I had a great time. I heartily recommend visiting the Warwick Applefest at least once in your life. Certainly, it’s a must if you live in lowerstate New York. I’m already thinking about going back next year.
I have a great love of the peaceful pastoral countryside. I love quaint farms and orchards, forests, rocky tree-covered hills and crags, glistening rivers, and small crumbling waterfalls. I take every chance that I can get to visit places like this. I especially love it if the scenery in question contains old colonial-style buildings with that musty smokey smell which is my personal high – I absolutely love the smell of a wood-burning fireplace. I get excited whenever I go out to the eastern end of Long Island or up north past the Five Boroughs, because I feel a greater sense of freedom, relaxation, and a feeling of internal peace. Although I am a denizen of New York City, I am much more of a country boy at heart than a city slicker.

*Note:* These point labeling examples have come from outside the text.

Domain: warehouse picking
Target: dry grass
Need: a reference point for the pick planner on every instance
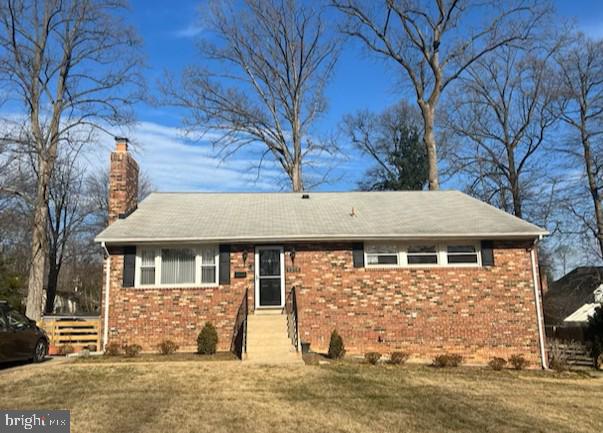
(155, 357)
(341, 397)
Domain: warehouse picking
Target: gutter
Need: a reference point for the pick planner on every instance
(539, 315)
(106, 303)
(313, 238)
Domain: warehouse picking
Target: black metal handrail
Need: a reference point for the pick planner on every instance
(239, 338)
(292, 318)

Because of this, I love it when there are what I could call “folk-ish” places, where there are a lot of the old-time practices. I like visiting colonial farms and regional celebrations, like apple festivals and seasonal fairs. One of these which I like to visit is the annual Queens County Fair, held at the Queens County Farm Museum. This is the oldest continuously-operating farm in all of New York State, dated to 1697. Located next door is the Green Meadows Farm Petting Zoo, which (at least according to my generation) was an obligatory field trip for all children between the ages of 3 to 10. You can find out more about the Queens County Farm Museum by clicking on the link here.
I’ve had this fair marked on my calendar for a long time, and I was very eager when I went to it yesterday on Saturday, September 20.
The Queens County Fair is a typical county fair, the sort of event that I imagine taking place amidst more rural surroundings. You have food vendors, rides, contests, bands playing, performances, and advertisers. The highlight of my day was having a wonderful conversation with a high school student from upstate about the process of making maple syrup. Some may read this and go “Huh? How could you be excited about that?”. Believe me, it absolutely made my day.
The fair is held every September. If you live in Queens or the general New York City area, I highly encourage you to come to this fair the next chance you get – the pig race this year drew a very large crowd (yes, they have pig races – awesome). The fair is usually held in late September around the autumnal equinox. Bring lots of money with you – I guarantee you’ll be spending it.
The Queens County Farm Museum has and hosts events throughout the year. The next one coming up is the Kickoff to Fall, formerly called the Apple Festival, held in early October. Check the museum website for more details and a full calendar.
I had an absolutely great time there, a welcome and relieving change of pace from where I live and how I live. Some people like living in the bustling big city, but I don’t. I’m a country boy, and I need to live in the country. I don’t want to live in NYC anymore. I’ll go to the Queens County Fair every year as long as I am able to do so.